Georgia House to Seek Ways to Prevent Base Closings

Staff Report From Georgia CEO

Thursday, March 3rd, 2016

The Georgia House of Representatives voted unanimously Wednesday to seek ways to prevent the state’s military bases from being targeted for closing.

House Resolution 1135 creates a 15-member committee to study ideas to make the military installations less vulnerable in the next round of base closings initiated by Congress. The committee will hold at least five meetings, probably one at each of the state’s bases.

The bases have a direct economic impact of more than $20 billion yearly. Georgia’s military population is the fifth-largest of any state. So, preserving the bases is a high priority for community leaders near them and for state officials.

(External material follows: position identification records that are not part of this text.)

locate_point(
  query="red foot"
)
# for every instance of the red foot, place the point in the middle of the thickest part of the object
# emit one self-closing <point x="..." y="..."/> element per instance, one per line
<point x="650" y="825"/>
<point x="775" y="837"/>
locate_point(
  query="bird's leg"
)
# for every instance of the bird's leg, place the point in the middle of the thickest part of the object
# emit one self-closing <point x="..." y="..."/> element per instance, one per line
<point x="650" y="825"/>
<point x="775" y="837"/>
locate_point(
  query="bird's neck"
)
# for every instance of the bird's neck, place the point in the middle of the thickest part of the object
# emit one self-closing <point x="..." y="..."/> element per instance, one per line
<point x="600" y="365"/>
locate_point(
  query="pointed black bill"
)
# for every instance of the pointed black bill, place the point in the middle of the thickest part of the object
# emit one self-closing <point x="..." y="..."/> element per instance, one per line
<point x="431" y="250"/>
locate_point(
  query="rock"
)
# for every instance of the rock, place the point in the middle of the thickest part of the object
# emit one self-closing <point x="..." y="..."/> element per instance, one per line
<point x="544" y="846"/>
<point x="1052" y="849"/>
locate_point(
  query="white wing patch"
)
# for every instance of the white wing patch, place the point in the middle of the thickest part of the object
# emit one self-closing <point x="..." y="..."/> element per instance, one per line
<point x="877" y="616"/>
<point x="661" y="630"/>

Every three to 10 years or so Congress assigns a citizen commission to select which of the country’s domestic bases to realign or close as a way to save taxpayer money. While the Department of Defense can close overseas bases on its own, domestic closures require an act of Congress.

The last round in 2005 shuttered the Navy Supply Corps School in Athens, the Marine Corps base in Marietta and the Army’s Fort Gillem and Fort McPherson in Atlanta. 

Among the reasons for closing a base are a change in military usefulness, crowded development on the base’s boundaries, business or government practices that punish enlistees and a general lack of community support. While the legislature can’t do much about military strategy, it can adopt laws that make life easier for service members to show the Pentagon they are welcome here. One example is a bill under consideration this year for the state to accept service spouses’ professional licenses when they transfer here from other states, such as nurses and teachers.

The study committee will make its recommendations by yearend so they can be acted on in the next legislative session, just in time for the round of base closures expected to begin that year.